Other AI Subreddit Recap

/r/Singularity, /r/Oobabooga, /r/MachineLearning, /r/OpenAI, /r/ClaudeAI, /r/StableDiffusion, /r/ChatGPT, /r/ChatGPTCoding

Theme 1. "Llama 4 Scout and Maverick Launch Insights"

  • Llama 4 Maverick/Scout 17B launched on Lambda API (Score: 930, Comments: 5): Lambda has launched Llama 4 Maverick and Llama 4 Scout 17B models on Lambda API. Both models have a context window of 1 million tokens and use quantization FP8. Llama 4 Maverick is priced at $0.20 per 1M input tokens and $0.60 per 1M output tokens. Llama 4 Scout is priced at $0.10 per 1M input tokens and $0.30 per 1M output tokens. More information is available on their information page and documentation. The models offer a remarkably large context window of 1 million tokens, which is significantly higher than typical models. The use of quantization FP8 suggests a focus on computational efficiency.

    • A user criticized the model, stating "It's actually a terrible model. Not even close to advertised."
    • The post was featured on a Discord server, and the user was given a special flair for their contribution.
    • Automated messages provided guidelines and promotions related to ChatGPT posts.

Theme 2. "AI Innovations in 3D Visualization and Image Generation"

  • TripoSF: A High-Quality 3D VAE (1024³) for Better 3D Assets - Foundation for Future Img-to-3D? (Model + Inference Code Released) (Score: 112, Comments: 10): TripoSF is a high-quality 3D VAE capable of reconstructing highly detailed 3D shapes at resolutions up to 1024³. It uses a novel SparseFlex representation, allowing it to handle complex meshes with open surfaces and internal structures. The VAE is trained using rendering losses, avoiding mesh simplification steps that can reduce fine details. The pre-trained TripoSF VAE model weights and inference code are released on GitHub, with a project page at link and paper available on arXiv. The developers believe this VAE is a significant step towards better 3D generation and could serve as a foundation for future image-to-3D systems.

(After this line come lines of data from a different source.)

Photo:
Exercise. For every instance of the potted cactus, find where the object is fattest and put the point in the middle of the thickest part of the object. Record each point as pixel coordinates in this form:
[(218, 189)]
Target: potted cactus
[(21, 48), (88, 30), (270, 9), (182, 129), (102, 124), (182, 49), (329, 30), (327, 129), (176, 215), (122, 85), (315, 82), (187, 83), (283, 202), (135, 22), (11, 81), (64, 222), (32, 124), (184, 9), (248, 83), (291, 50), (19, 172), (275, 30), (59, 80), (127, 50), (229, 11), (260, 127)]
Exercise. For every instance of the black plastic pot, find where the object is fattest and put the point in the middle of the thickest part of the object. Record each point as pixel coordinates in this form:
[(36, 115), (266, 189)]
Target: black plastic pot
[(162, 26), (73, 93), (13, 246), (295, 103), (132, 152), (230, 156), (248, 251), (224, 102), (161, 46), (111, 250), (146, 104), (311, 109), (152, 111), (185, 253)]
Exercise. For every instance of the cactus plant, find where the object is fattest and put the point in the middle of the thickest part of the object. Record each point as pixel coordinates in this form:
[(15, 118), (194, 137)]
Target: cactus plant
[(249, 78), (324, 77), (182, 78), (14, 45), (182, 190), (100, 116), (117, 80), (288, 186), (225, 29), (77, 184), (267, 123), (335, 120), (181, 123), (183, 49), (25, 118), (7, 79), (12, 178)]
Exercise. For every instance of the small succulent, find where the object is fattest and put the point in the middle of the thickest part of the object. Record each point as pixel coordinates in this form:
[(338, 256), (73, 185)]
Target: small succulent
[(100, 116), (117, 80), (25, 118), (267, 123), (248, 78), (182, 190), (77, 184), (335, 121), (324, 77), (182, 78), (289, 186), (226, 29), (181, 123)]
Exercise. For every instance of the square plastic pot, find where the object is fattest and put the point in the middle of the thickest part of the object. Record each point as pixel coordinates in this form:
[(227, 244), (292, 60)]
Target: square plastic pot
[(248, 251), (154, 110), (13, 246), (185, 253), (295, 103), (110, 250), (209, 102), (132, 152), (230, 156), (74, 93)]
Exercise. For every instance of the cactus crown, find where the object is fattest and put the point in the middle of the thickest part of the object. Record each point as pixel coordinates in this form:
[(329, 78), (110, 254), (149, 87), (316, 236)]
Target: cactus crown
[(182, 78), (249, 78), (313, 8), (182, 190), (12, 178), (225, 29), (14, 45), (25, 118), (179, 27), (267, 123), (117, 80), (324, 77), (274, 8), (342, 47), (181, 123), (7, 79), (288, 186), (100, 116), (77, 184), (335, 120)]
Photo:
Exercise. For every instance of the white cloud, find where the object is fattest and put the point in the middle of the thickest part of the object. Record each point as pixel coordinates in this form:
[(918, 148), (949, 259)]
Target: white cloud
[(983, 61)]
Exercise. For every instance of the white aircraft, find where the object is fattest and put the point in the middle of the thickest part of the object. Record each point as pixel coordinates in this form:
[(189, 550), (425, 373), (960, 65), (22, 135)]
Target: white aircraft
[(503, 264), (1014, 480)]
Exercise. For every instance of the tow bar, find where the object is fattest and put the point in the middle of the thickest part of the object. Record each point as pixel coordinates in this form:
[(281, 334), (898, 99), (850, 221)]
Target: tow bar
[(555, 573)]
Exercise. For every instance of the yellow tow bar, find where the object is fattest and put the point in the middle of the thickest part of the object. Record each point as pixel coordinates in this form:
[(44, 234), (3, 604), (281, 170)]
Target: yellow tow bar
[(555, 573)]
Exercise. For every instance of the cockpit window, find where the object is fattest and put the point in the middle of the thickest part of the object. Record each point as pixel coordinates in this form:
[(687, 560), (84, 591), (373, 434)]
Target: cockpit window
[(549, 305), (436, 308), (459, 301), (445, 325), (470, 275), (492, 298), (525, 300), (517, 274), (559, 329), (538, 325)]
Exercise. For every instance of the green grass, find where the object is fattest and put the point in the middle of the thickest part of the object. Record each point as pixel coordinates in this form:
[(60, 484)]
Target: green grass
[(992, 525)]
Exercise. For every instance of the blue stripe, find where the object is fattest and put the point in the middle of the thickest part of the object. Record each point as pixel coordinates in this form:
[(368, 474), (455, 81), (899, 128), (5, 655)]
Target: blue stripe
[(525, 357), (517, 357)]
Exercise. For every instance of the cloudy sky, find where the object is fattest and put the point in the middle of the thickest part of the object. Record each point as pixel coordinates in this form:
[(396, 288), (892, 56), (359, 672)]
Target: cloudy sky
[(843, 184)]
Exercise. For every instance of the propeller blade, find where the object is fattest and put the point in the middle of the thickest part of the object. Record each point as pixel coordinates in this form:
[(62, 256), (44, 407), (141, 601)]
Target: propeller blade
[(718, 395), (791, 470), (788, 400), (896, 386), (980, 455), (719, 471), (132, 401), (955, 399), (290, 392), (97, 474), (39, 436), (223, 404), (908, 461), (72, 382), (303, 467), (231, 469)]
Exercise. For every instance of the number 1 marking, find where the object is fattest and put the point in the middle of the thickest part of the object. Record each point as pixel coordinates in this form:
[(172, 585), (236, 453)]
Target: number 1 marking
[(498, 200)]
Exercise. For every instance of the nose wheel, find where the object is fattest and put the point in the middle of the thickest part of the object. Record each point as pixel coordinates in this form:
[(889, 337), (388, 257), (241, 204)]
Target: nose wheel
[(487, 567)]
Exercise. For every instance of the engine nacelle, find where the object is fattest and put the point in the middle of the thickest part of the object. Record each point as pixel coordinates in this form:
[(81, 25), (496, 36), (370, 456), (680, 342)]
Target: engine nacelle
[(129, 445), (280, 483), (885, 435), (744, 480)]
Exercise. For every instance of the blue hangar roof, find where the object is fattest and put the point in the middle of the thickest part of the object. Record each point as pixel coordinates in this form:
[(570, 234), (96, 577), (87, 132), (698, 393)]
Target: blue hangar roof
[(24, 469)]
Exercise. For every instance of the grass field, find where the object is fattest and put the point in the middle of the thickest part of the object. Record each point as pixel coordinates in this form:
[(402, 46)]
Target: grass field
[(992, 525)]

They mention, "We think it's a powerful tool on its own and could be interesting for anyone experimenting with 3D reconstruction or thinking about the pipeline for future high-fidelity 3D generative models." They are excited about its potential and invite the community to explore its capabilities.

    • A user expresses excitement, recalling similar work and stating, "Can't wait to try this one once someone implements it into ComfyUI."
    • Another user shares positive feedback, noting they generated a tree that came out better than with Hunyuan or Trellis, and commends the team for their work.
    • A user raises concerns that the examples on the project page are skewed, suggesting that the Trellis examples seem picked from a limited web demo.
  • Wan2.1-Fun has released its Reward LoRAs, which can improve visual quality and prompt following (Score: 141, Comments: 33): Wan2.1-Fun has released its Reward LoRAs, which can improve visual quality and prompt following. A demo comparing the original and enhanced videos is available: left: original video; right: enhanced video. The models are accessible on Hugging Face, and the code is provided on GitHub. Users are eager to test these new tools and are curious about their capabilities. Some are experiencing issues like a 'lora key not loaded error' when using the models in Comfy, and are asking about differences between HPS2.1 and MPS.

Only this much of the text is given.